AI Article Synopsis

  • Hirschsprung's disease (HSCR) is a condition where certain nerve cells are missing in the intestine, and researchers discovered various circular RNAs (circRNAs) related to this disease that could play a role in its development.* -
  • The study involved comparing circRNA levels in diseased and normal intestinal tissues, identifying 17 circRNAs that were upregulated and 10 that were downregulated in HSCR; the top five upregulated circRNAs were validated.* -
  • The research created a circRNA-miRNA-mRNA interaction network, suggesting that these circRNAs might function as molecular sponges, offering insights that could enhance HSCR diagnosis and treatment.*

Article Abstract

Background: Hirschsprung's disease (HSCR) is a developmental disorder of the enteric nervous system in which enteric ganglia are missing along a portion of the intestine. Aberrant expression of several circular RNAs (circRNAs) has been identified in the disease, but the full range of dysregulated circRNAs and their potential roles in its pathogenesis remain unclear. We used microarray profiling to systematically screen for circRNAs that were differentially expressed in HSCR, and we comprehensively analyzed the potential circRNA-miRNA-mRNA regulatory network to identify molecular mechanisms involved in the disorder.

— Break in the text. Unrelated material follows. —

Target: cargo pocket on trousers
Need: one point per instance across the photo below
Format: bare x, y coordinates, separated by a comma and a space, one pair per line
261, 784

Methods: We identified circRNAs that were differentially expressed between diseased tissue and paired normal intestinal tissues from patients with HSCR. The most strongly upregulated circRNAs were then validated by quantitative reverse-transcription-PCR (RT-PCR). We also constructed a circRNA-miRNA-mRNA interaction network to determine functional interactions between miRNAs and mRNAs.

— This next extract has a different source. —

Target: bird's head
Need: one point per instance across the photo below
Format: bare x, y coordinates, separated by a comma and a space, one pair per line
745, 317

Results: We identified 17 circRNAs that were upregulated and 10 that were downregulated in HSCR tissue compared with normal tissues. The five circRNAs that showed the greatest upregulation were verified by RT-PCR: hsa_circRNA_092493, hsa_circRNA_101965, hsa_circRNA_103118, hsa_circRNA_103279, and hsa_circRNA_104214. These five circRNAs were successfully adopted to diagnose HSCR based on receiver operating characteristic curves, and they were used to generate a circRNA-miRNA-mRNA network. The network revealed a potential function of the circRNAs as molecular sponges targeting miRNAs and mRNAs in HSCR.

Conclusions: This first-ever systematic dissection of the circRNA profile in HSCR may provide useful insights into improving diagnosis and therapy.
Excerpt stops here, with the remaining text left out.